Les Petits chaperons rouges ont fait leur calcul : il y a environ 800 000 naissances par an en France. 2, 3 millions de bambins de moins de trois ans n’ont à leur disposition que 200 000 places de crèches dont environ 70 % sont gérées par le secteur public, 30 % par le secteur associatif et moins de 1 % par le secteur privé. D’autre part, 2, 1 millions d’enfants entre trois et six ans doivent se partager 78 000 places de haltes-garderies en jardin d’enfants. De fait, les chiffres sont fort disparates selon que l’on vive ici ou là : un article de Libération [3] estimait à l’occasion des élections régionales que le nombre de places en crèche variait entre 183 pour mille enfants de moins de trois ans en Ile-de-France, contre 37 en Picardie.
Au mois d’août 2000, Ségolène Royal, alors ministre déléguée à la Famille, avait proposé la création de 40 000 nouvelles places en crèches et en haltes-garderies et lancé un appel à projets innovants, prenant en compte par exemple des horaires plus adaptés ou créant un service de garde d’urgence à domicile. La ministre demandait alors aux parents de « faire pression sur les communes et de leur demander aujourd’hui quelles sont leurs intentions concernant l’accueil des moins de six ans ».
Le 17 février 2004, une députée avait attiré l’attention du ministre délégué à la Famille, Christian Jacob, sur le manque de places en crèches et la carence d’assistantes maternelles. Celui-ci avait rappelé la mise en place du plan crèche, annoncé à la Conférence de la famille du 29 avril 2003, d’un montant de 200 millions d’euros destinés à financer 20 000 places à partir du 1er janvier 2004. Les axes retenus étaient notamment le développement de l’accueil des jeunes enfants handicapés et l’accueil en milieu rural. Parallèlement, des financements mixtes, interentreprises, ou entre communes et entreprises, étaient encouragés. Un crédit d’impôt familles était créé pour les entreprises, pouvant désormais bénéficier d’une prise en charge fiscale à concurrence de 60 % des dépenses engagées depuis le 1er janvier 2004. Enfin, les investissements réalisés par les entreprises privées pour accueillir les enfants de leurs salariés étaient négociés entre l’État et la CNAF.

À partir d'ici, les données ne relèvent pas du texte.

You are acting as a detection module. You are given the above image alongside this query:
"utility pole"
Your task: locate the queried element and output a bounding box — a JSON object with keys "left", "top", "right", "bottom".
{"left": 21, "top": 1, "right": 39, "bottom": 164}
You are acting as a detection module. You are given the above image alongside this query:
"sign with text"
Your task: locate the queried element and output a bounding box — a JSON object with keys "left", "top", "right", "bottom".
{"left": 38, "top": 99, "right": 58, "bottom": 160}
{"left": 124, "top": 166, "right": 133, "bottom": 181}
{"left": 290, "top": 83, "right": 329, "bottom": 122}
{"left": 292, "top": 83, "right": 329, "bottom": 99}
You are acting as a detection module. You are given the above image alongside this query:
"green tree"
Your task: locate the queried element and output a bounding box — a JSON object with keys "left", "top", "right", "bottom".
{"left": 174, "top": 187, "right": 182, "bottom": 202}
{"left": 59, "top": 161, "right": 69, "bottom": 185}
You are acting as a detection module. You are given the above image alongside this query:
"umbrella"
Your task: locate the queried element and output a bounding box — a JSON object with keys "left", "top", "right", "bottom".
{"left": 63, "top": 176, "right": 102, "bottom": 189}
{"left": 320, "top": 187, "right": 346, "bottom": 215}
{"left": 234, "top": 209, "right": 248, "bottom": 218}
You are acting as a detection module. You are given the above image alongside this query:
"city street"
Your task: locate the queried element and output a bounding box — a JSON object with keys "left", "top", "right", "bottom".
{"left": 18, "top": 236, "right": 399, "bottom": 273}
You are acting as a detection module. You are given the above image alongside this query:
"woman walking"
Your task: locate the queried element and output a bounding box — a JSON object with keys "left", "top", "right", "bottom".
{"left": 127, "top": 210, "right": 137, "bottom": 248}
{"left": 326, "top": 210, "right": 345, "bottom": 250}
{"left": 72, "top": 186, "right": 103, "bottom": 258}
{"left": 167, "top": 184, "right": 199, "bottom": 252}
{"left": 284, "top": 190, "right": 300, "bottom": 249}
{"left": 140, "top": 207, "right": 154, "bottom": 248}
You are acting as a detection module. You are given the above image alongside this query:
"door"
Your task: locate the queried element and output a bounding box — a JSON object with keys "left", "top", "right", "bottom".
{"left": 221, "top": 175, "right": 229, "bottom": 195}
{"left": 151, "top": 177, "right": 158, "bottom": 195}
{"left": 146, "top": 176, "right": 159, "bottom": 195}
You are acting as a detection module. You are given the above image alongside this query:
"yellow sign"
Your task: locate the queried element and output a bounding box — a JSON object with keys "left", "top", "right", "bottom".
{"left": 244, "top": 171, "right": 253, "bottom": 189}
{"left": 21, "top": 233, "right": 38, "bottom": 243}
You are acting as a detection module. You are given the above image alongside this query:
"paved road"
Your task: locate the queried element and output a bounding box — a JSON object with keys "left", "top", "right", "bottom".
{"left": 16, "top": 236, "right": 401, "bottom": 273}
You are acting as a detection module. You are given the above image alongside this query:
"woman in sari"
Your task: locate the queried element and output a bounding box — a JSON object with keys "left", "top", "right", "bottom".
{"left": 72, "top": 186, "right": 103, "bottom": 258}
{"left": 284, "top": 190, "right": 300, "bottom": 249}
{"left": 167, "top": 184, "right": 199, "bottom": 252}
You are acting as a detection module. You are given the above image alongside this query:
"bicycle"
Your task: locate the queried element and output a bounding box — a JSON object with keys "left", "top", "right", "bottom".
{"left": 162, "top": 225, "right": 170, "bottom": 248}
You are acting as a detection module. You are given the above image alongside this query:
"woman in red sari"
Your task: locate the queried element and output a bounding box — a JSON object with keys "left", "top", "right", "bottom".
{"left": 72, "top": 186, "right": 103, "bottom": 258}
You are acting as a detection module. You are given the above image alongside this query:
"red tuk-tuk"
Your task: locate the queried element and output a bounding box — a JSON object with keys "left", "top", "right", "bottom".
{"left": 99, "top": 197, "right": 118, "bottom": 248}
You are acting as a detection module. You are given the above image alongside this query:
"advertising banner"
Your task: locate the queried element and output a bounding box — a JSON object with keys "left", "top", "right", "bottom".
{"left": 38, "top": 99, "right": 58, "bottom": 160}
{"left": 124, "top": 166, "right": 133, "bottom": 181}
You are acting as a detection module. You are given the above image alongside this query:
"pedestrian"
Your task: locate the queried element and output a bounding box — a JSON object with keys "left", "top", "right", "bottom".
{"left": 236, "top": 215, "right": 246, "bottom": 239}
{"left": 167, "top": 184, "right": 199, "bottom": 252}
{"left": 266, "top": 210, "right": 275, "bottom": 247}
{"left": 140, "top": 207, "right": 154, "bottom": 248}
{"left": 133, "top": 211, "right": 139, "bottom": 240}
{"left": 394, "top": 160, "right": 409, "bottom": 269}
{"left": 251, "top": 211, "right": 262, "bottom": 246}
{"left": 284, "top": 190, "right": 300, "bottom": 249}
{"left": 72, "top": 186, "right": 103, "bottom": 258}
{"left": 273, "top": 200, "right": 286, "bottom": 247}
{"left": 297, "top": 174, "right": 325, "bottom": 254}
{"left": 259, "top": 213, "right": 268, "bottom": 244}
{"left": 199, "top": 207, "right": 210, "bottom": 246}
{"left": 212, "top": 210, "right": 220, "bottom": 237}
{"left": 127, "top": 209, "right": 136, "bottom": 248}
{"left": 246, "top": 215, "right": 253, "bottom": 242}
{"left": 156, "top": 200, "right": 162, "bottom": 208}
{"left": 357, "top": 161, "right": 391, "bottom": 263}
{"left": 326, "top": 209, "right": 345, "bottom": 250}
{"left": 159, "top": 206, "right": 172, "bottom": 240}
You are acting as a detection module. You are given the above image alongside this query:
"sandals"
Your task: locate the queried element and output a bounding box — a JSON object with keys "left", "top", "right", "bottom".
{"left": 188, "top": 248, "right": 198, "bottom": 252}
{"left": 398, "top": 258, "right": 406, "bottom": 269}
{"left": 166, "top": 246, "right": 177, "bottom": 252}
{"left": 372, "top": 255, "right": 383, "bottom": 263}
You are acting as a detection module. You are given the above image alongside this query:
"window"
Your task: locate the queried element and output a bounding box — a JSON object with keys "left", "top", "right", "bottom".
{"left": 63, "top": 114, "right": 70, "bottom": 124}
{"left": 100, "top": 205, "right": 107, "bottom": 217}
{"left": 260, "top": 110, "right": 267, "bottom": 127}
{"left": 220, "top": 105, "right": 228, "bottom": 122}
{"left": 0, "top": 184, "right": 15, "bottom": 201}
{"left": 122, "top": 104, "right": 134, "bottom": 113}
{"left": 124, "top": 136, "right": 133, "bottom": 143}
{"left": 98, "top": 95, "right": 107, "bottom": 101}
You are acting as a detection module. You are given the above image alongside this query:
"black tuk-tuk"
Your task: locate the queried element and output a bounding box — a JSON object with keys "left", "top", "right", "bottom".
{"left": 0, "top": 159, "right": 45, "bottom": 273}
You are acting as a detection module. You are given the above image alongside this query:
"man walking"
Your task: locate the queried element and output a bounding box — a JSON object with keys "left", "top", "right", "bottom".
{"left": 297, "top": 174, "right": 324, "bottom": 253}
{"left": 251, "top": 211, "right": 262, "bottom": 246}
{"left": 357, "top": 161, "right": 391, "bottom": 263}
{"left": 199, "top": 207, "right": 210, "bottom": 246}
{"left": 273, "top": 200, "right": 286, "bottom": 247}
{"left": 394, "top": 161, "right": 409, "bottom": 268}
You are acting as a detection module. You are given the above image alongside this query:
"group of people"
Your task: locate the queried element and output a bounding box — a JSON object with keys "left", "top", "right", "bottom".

Plus de la moitié de ces enfants de moins de trois ans, poursuit la société Les Petits chaperons rouges, ont leurs deux parents actifs, plus de 80 % des femmes de 25 à 40 étant professionnellement actives. Actuellement, leurs enfants seraient ainsi gardés : par l’un des deux parents qui arrête de travailler (26 %) ; par leur mère habituellement au foyer (23 %) ; par le reste de la famille ou par une garde non déclarée (22 %) ; par une assistante maternelle agréée (15 %) ; en crèche (9 %), dont 6 % en crèche collective et 3 % en crèche familiale (une petite minorité en crèche parentale) ; 3 % par une employée de maison déclarée, 2 % étant scolarisés précocement en maternelle.
Pallier ainsi les carences publiques dans un domaine qui pourrait être assuré par les pouvoirs publics ne leur pose pas problème ? Ils font remarquer qu’ils emboîtent le pas aux pays voisins — nordiques et anglo-saxons — qui ont intégré pour certains ces notions depuis une dizaine d’années… Le Royaume-Uni, si l’on en croit les cofondateurs des Petits chaperons rouges possède 33 % de places supplémentaires de crèche, alors que le pays compte autant d’habitants que le nôtre. Et le gouvernement anglais aurait décidé d’investir 450 millions d’euros pour créer encore 45 000 places d’ici à 2007. Il n’empêche : le désengagement de l’État, ici comme dans d’autres domaines, peut poser un problème de fond, et donner un nouveau visage à l’action sociale.